Of course, institutions that are subject to these critiques are trying to recuperate their legitimacy, particularly in light of the international Black Lives Matter uprisings of 2020, the overdose crisis, and growing movements to decriminalize drugs. In self-identified liberal bastions such as Boston and Chicago, that has looked like claims from police, jailers, and criminal courts that they are service providers. Long-time radical organizer James Kilgore has dubbed this “carceral humanism,” and it is most actively deployed in response to mental health and substance use treatment—two areas of immense need that governments dramatically under-provide in the community but are often open to funding in the context of criminalization. Right now, Illinois sheriffs and prosecutors raise their role as service providers as a primary reason why they oppose the Pretrial Fairness Act.
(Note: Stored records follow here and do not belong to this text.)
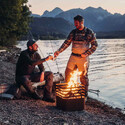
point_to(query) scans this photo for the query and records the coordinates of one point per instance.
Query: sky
(112, 6)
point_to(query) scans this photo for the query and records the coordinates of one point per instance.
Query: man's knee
(84, 80)
(48, 75)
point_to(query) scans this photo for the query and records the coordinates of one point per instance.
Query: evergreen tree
(14, 21)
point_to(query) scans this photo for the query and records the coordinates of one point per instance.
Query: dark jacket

One rural sheriff told researchers: “We don’t have a homeless shelter in this county. . . . The jail is a homeless shelter.” He continued: “We can’t find them a place to stay, we can’t give them money. . . . But what we can do is bring them in jail for about four days or five days. And they shower, they get some clean clothes, they go see a nurse, they eat.”

This exemplifies our society’s willingness to spend (more) money on incarcerating someone instead of spending less to meet their needs in community. A homeless shelter costs less to run than a jail and gets better outcomes. Underlying this decision is a hidden policy preference for control and patronization over care and support. One Illinois prosecutor told the same researchers they view incarceration as the only real pathway to substance use treatment: “If they stayed in jail for 10 days, unable to post bond, maybe we can get them into rehab, maybe we can get them help, maybe we can get them talking with someone.”

Attempts to frame jail as the only way to support people in need fall apart when confronted with the actual impact of jails. In reality, people who use opioids are forty times more likely to die of an overdose in the first two weeks after incarceration. People also experience a greater risk of death during incarceration: So far this year, at least eleven people have died in Cook County Jail, the majority from overdose or substance poisoning. The Illinois Network for Pretrial Justice has directly taken on the way pretrial jailing causes particular harms to people who use drugs, including by increasing the risk of overdose death. The network has created an entire fact sheet devoted solely to debunking these carceral humanist claims and joined with harm reduction and substance use treatment providers to support the Pretrial Fairness Act specifically because of how pretrial incarceration harms their members and clients.

Despite all the data and evidence proving that jail doesn’t support recovery, and in fact increases risk of overdose deaths, only organized communities will change policy. Being right doesn’t create power on its own, and there’s deep investment in the carceral status quo. Simonson’s examples and the campaign for pretrial freedom in Illinois are powerful models because they each demonstrate how organizing can win materials gains for people who are being targeted by the prison–industrial complex, and improve lives immediately—even as we work toward the long horizon of abolition.

As Simonson argues, it is necessary to engage with criminalizing institutions not only because there are people trapped inside them right now who should have the support and solidarity of outside allies, but also because it is through that engagement that we learn better how to defeat these systems. Joining together, we can work both to build strong community-based spaces for transforming harm and to dismantle the prison–industrial complex. As long-time organizer Rachel Herzing shared recently in a Critical Resistance webinar about organizing abolitionist campaigns, these cannot be separate projects. The prison–industrial complex will not magically wither away. It is only through building new ways of relating to each other and through tearing down harmful systems that we will ultimately achieve our goals. And, of course, both can only be done with other people.